When I was working for the Stove Works in the early '80's I don't think they were putting them in stoves yet. I think it was after 1988 that they started installing them in stoves(?) The point being I have no experience using wood stoves with catalytic converters. How long do they last, or should I say, how often do they need to be replaced? Does anyone know where I might obtain an owners manual for the 310c? I know about Scandia in Australia and plan to contact them, but I think they just bought the name and had nothing to do with this stove.

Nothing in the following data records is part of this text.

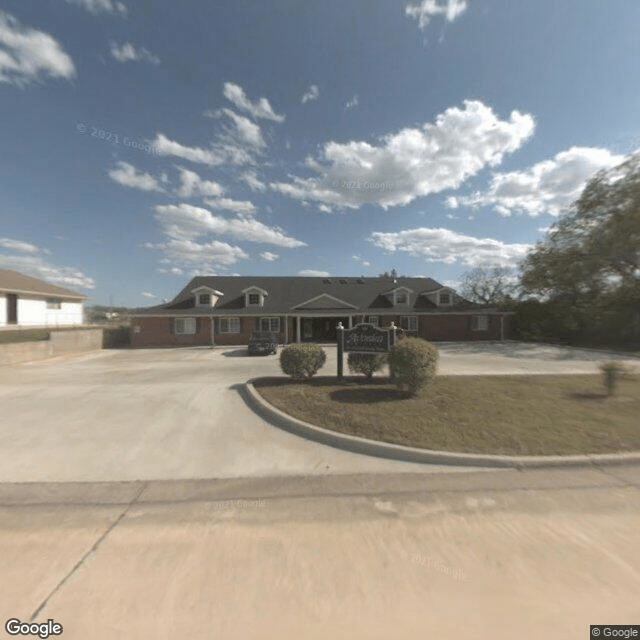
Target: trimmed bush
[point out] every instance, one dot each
(412, 364)
(366, 363)
(613, 372)
(302, 361)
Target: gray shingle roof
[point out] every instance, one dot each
(285, 294)
(14, 282)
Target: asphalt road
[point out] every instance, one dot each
(494, 555)
(178, 414)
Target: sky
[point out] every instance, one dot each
(143, 142)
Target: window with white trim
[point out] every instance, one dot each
(409, 323)
(229, 325)
(480, 323)
(270, 324)
(185, 326)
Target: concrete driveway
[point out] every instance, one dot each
(178, 414)
(152, 414)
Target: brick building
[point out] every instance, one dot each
(225, 310)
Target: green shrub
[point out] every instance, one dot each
(412, 364)
(302, 361)
(366, 363)
(612, 372)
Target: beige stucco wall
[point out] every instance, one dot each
(60, 343)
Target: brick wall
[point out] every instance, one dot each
(159, 332)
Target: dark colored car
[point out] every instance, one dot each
(262, 343)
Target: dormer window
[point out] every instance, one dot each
(254, 296)
(205, 296)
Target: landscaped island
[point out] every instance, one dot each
(502, 415)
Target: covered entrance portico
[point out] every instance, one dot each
(317, 328)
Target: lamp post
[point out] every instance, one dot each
(340, 332)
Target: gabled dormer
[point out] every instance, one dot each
(205, 296)
(400, 296)
(443, 297)
(254, 297)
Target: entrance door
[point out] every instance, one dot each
(12, 308)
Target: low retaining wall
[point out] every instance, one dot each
(59, 343)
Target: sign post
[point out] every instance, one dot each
(363, 338)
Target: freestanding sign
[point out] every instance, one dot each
(363, 338)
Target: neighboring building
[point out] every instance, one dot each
(27, 301)
(225, 310)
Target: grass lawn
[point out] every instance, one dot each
(511, 415)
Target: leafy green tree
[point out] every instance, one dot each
(596, 246)
(588, 270)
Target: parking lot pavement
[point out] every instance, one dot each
(177, 413)
(152, 414)
(477, 556)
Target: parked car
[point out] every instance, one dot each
(262, 343)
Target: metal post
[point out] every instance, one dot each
(340, 350)
(392, 340)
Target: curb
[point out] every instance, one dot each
(364, 446)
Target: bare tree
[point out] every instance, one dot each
(489, 286)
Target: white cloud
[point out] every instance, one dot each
(38, 267)
(443, 245)
(260, 109)
(427, 9)
(313, 273)
(208, 256)
(546, 187)
(126, 52)
(28, 55)
(311, 93)
(246, 130)
(359, 260)
(18, 245)
(165, 147)
(241, 207)
(101, 6)
(352, 103)
(412, 163)
(126, 174)
(255, 184)
(185, 221)
(192, 185)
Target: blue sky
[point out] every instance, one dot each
(144, 142)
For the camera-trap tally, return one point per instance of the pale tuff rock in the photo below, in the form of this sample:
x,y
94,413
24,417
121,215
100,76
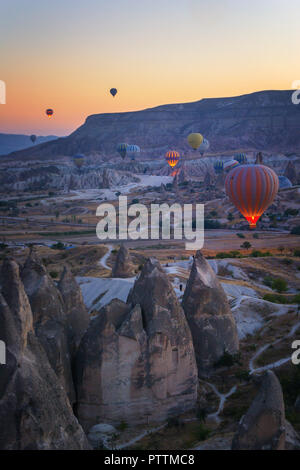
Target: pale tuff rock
x,y
34,410
77,316
136,361
209,316
263,427
123,266
49,319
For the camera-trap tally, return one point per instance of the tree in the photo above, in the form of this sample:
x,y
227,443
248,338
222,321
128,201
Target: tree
x,y
246,245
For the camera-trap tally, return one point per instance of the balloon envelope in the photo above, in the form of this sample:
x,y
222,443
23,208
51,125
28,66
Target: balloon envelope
x,y
195,140
241,158
252,189
204,146
230,164
122,149
172,158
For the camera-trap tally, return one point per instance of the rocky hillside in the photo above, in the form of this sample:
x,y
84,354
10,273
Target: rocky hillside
x,y
264,120
13,142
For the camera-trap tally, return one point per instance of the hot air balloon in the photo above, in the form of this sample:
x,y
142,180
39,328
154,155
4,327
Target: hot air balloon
x,y
172,158
230,164
132,151
241,158
195,140
204,146
122,149
78,161
219,166
252,189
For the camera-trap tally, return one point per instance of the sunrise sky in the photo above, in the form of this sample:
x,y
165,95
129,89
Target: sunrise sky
x,y
67,54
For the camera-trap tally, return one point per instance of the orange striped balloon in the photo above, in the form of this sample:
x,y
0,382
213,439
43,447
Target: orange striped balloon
x,y
252,189
172,158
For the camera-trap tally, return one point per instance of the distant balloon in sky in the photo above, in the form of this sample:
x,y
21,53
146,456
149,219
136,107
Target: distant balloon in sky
x,y
241,158
230,164
195,140
204,146
172,158
132,151
252,189
122,149
78,160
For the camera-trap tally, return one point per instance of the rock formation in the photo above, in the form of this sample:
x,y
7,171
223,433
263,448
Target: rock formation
x,y
49,319
209,316
77,316
136,360
34,410
263,426
123,266
290,173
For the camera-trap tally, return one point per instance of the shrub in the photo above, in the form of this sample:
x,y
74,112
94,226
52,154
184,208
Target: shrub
x,y
58,246
122,426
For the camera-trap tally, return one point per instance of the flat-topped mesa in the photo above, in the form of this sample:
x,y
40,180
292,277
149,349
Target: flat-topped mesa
x,y
263,427
35,413
49,319
209,316
123,266
136,361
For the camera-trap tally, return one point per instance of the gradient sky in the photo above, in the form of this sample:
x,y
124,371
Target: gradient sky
x,y
67,54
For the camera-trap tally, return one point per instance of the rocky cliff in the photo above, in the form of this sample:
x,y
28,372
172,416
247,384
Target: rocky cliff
x,y
209,316
136,361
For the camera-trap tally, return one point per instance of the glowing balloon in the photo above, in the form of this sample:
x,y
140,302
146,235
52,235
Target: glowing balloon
x,y
195,140
241,158
230,164
132,151
252,189
122,149
172,158
204,146
219,166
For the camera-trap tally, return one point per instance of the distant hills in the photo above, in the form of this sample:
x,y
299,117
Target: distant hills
x,y
13,142
266,120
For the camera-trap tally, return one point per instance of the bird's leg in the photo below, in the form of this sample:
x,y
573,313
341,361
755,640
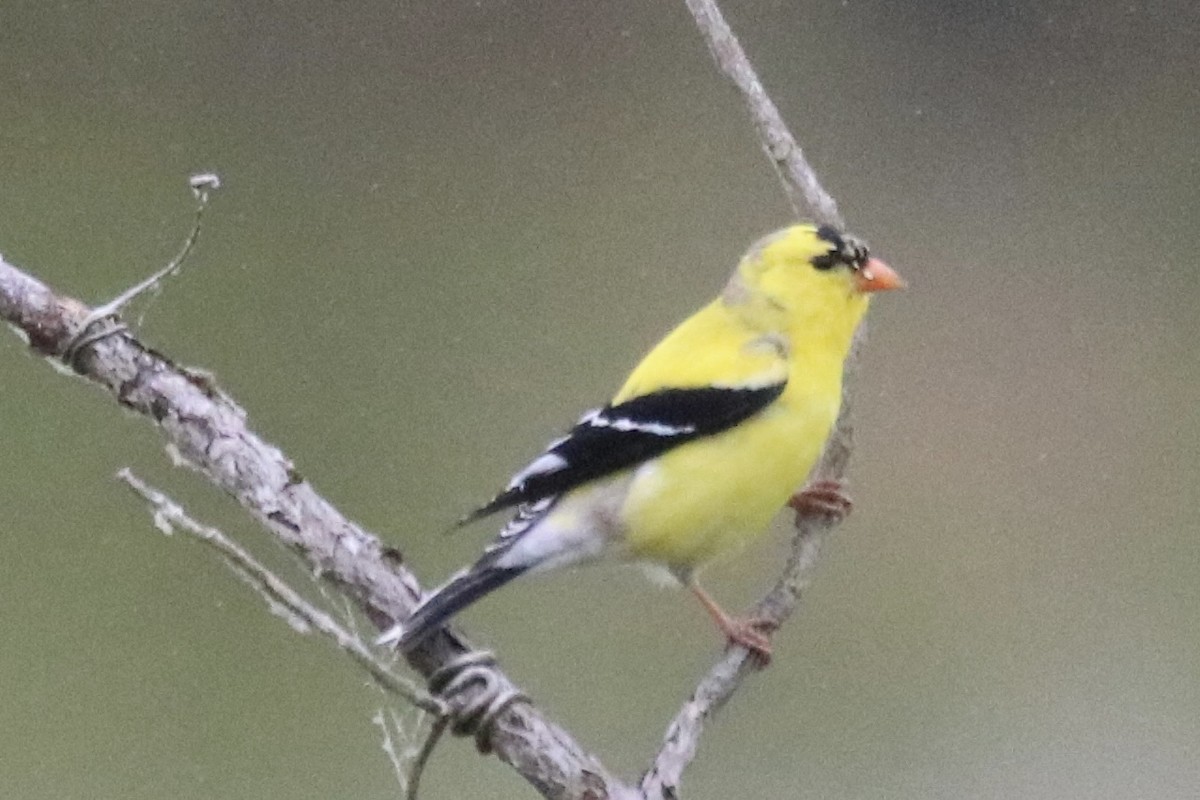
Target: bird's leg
x,y
823,499
750,632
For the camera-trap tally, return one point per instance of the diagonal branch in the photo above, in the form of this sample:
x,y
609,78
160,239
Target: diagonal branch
x,y
804,191
801,184
207,429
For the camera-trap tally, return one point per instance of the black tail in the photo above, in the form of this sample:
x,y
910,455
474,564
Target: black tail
x,y
460,591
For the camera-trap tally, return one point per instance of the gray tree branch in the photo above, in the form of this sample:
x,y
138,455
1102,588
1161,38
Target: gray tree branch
x,y
209,431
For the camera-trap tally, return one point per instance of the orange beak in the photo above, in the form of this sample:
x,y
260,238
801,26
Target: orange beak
x,y
877,276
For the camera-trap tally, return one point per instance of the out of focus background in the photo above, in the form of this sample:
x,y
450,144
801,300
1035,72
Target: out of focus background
x,y
448,228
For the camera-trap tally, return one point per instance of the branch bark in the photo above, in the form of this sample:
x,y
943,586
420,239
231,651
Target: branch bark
x,y
209,431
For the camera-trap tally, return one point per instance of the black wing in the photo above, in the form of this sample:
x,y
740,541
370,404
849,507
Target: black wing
x,y
616,437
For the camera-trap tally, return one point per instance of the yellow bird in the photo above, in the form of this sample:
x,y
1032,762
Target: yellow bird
x,y
706,441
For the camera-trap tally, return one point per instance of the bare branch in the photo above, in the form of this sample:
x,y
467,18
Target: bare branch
x,y
207,429
804,191
169,515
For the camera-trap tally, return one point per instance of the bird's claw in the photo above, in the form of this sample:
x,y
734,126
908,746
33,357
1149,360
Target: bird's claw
x,y
822,499
754,635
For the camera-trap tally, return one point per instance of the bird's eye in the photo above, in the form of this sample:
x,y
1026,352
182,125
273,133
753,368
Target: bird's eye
x,y
843,250
827,260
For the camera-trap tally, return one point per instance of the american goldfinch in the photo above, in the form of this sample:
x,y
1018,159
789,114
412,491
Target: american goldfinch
x,y
705,443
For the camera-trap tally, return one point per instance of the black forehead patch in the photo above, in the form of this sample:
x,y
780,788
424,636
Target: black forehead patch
x,y
843,250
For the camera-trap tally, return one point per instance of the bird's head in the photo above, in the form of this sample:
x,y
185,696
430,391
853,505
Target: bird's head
x,y
808,277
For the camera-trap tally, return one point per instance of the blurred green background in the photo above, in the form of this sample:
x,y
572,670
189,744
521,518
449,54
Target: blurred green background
x,y
449,227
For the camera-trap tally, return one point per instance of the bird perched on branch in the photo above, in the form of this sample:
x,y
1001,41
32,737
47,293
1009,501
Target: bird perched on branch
x,y
706,441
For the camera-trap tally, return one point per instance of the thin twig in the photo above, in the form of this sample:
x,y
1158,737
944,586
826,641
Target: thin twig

Also, does anyone know if it had firebricks lining the insides? I had the owner email me pics of the inside and there appear to just be firebricks on the bottom. I didn't see any retaining clips for bricks along the sides similar to what my old Garrison had. Also, the honeycomb of the catalytic converter appears to be intact and fairly clean. Any replies to this post will be greatly appreciated. It will be a 3 hour drive to SC for me to pick it up and I don't want to make the trip only to find I will have to put a lot more money into it to make it functional. Thanks in advance for any and all replies.


----------



## begreen (Aug 21, 2012)

I would guess given its age and legacy that there is going to be a fair amount of work (rebuild) to bring the stove up to decent condition. This is presuming that there are no structural defects.


----------



## The Artful Dodger (Aug 21, 2012)

begreen said:


> I would assume given its age and legacy that there is going to be a fair amount of work (rebuild) to bring the stove up to decent condition. This is presuming that there are no structural defects.


----------



## The Artful Dodger (Aug 21, 2012)

The pics he sent don't show any noticeable cracks. The honeycomb on the cc looked to be in good shape. Probably won't know anything for sure until I make that 3 hour trip! What I'm really wondering about is if it's missing firebrick around the inside.


----------



## The Artful Dodger (Aug 21, 2012)

The Artful Dodger said:


> The pics he sent don't show any noticeable cracks. The honeycomb on the cc looked to be in good shape. Probably won't know anything for sure until I make that 3 hour trip! What I'm really wondering about is if it's missing firebrick around the inside.


One other thing I failed to mention . . . On the side of the stove in embossed lettering is "Erik 310c". It's almost 1am here on the East Coast and I need to get to bed. Will check for any additional replies tomorrow. Thanks!


----------